钟母头疼的厉害。

  她下意识觉得,让钟雨霏去找钟老爷子告状,不是什么好事。

  可是,眼下她也没有其他的主意。

  钟雨霏一叠声的催促周斌,去老宅。

  周斌见钟母没有异议,按钟雨霏的吩咐,来到老宅。

  钟雨霏见到钟老爷子,便哭着扑过去,抱住钟老爷子的手臂:“爸,您可要给我做主啊!

  您看我被人打成什么样了?

  那个小**货,明明知道我是钟家的女儿,还把我打成这样。

  那个**人打的不止是我,打的也是您的脸啊!”

  钟老爷子皱眉:“你听听,你说的什么话?

  你觉得,你骂人骂的难听,你占了便宜。

  可实际上,你骂别人的同时,拉低的是你自己!

  你听听谁家好女儿,把**货、**人之类的挂在嘴边?”

  世人常说,男怕入错行,女怕嫁错郎。

  这话一点都没错。

  想当年,他女儿还没嫁人时,也是个娇娇俏俏的女孩儿,虽然有些泼辣,但高贵明艳,讨人喜欢。

  嫁人后,一年不如一年。

  他眼睁睁的看着他女儿,从他们钟家的明珠,变成了一颗死鱼眼珠子。

  他教育了他女儿无数次,希望他女儿能改。

  可他女儿,我行我素,一年比一年更像泼妇。

  他心疼又无奈。

  “爸,”钟雨霏气的跺脚,“我被人打成这样,你不但不心疼,还数落我,你还是我亲爸吗?”

  钟老爷子无奈的摇摇头,看向钟母:“怎么回事?

  雨霏又和谁吵架了?”

  “唉……”钟母叹了口气,把事情的经过说了一遍,“孟知翡确实太不像话了。

  不管怎么样,我和雨霏都是长辈,她怎么能和雨霏动手呢?”

  “就是!”钟雨霏抱着钟老爷子的手臂摇晃,“爸,你一定要给我报仇。

  不然,我……我就活不下去了!”

  “胡说什么?”钟老爷子不悦的说,“那个叫孟知翡的小姑娘,确实不该和你们动手。

  可你们呢?

  不也是自找的?

  人家小姑娘都说了,对宜修没兴趣,不会和宜修谈恋爱,你俩还不依不饶的。

  你们这不是自取其辱吗?”

  “爸,你该不会信了她的鬼话吧?”钟雨霏声音尖锐,“以她的条件,肯定做梦都想嫁给宜修。

  她嘴上说不嫁,不过是欲擒故纵,待价而沽罢了!

  她知道,她只要吊住宜修,宜修非要娶她,我们再怎么闹,都拿她没办法,她才敢有恃无恐,不把我和嫂子放在眼里。

  我不管!

  她把我打成这样,爸你一定得替我报仇!”

  “雨霏,你年纪也不小了,长点脑子行不行?”钟老爷子头疼的说,“她一个小姑娘,连工作都没有,我能怎么替你报仇?”

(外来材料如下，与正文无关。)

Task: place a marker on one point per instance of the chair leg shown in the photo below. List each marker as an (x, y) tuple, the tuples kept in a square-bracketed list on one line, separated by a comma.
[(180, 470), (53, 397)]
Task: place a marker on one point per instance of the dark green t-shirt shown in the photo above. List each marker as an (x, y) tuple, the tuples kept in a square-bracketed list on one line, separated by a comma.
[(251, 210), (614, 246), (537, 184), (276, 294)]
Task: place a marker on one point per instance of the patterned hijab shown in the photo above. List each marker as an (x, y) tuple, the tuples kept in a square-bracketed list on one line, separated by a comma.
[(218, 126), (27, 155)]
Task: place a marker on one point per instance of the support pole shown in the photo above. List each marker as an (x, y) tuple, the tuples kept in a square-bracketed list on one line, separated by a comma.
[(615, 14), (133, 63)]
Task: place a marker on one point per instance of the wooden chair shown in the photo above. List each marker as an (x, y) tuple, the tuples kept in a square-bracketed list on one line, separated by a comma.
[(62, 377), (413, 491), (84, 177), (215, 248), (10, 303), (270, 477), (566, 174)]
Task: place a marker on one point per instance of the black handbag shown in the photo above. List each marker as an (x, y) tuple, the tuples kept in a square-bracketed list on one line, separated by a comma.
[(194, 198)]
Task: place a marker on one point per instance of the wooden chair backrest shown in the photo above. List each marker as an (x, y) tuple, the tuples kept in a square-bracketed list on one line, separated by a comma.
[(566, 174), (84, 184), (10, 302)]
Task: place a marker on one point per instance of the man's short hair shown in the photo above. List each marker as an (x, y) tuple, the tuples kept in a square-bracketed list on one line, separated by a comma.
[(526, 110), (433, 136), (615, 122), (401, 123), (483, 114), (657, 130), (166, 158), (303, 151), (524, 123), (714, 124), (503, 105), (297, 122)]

  要是孟知翡有工作,他还能出面,让孟知翡失去工作。

  一个连工作都没有的小姑娘,光脚的不怕穿鞋的,他有什么办法?

  “我不管,爸,你肯定有办法!”钟雨霏咬牙说,“你派人败坏她的名声,让她的的名声臭不可闻。

  或者派人打她一顿,把她打成残废。

  又或者,你派人勾引她,把她睡成**!

  你在商场都混的风生水起,我不信你想不到办法替我报仇。

  爸——”

  她抱着钟老爷子的手臂,跺脚撒娇:“就算我嫁出去了,也是你的亲生女儿。

  你怎么舍得我被人这样欺负?

  你一定要替我报仇!”

  “雨霏,你知道你在说什么吗?”钟老爷子神情冷肃,“现在是法治社会,一旦犯法,被人揪出来,就逃不过法律的惩罚。

  你也说了,我是你亲生父亲。

  你是想害你的亲生父亲晚节不保,锒铛入狱吗?”

  “爸,你就别骗我了,”钟雨霏哼了一声,“以你的本事,你收拾一个小丫头,还会让人抓到把柄?

  我不信!”

  “雨霏,你别忘了,孟知翡是怎么和宜修认识的!”钟老爷子神情冷肃的看着钟雨霏,正色说,“因为,她是叶锦宁的至交好友,她才有机会和宜修相识。

  她要是出事,你觉得,叶锦宁会袖手旁观?”

  “我没忘!”钟雨霏尖声说,“可是爸,你也别忘了。

  孟知翡只是傅景霆老婆的好朋友。

  而咱们钟家,和傅家的关系,向来很好。

  我不信傅家会为了叶锦宁的朋友,和咱们钟家做对!”

  “雨霏,你别忘了一句话!”钟老爷子沉声说,“冲关一怒为红颜!

  叶锦宁和傅景霆的婚礼,我也去了,并且,和你傅爷爷坐在一起。

  你傅爷爷对叶锦宁赞不绝口,十分看重。

  孟知翡打了你,你觉得,她是在打我的脸。

  我要是收拾了孟知翡,你觉得,傅家会不会认为,我是在打傅家的脸?

  就因为一个孟知翡,毁了钟家和傅家的交情。

  甚至,让钟家和傅家走上对立,你觉得,值得吗?”

  “爸,哪有你说的这么严重?”钟雨霏烦躁的说,“孟知翡只是叶锦宁的朋友!

  只是朋友!

  要是傅家因为叶锦宁的朋友,就和咱们钟家做对,那他们傅家也太看不起咱们钟家了!”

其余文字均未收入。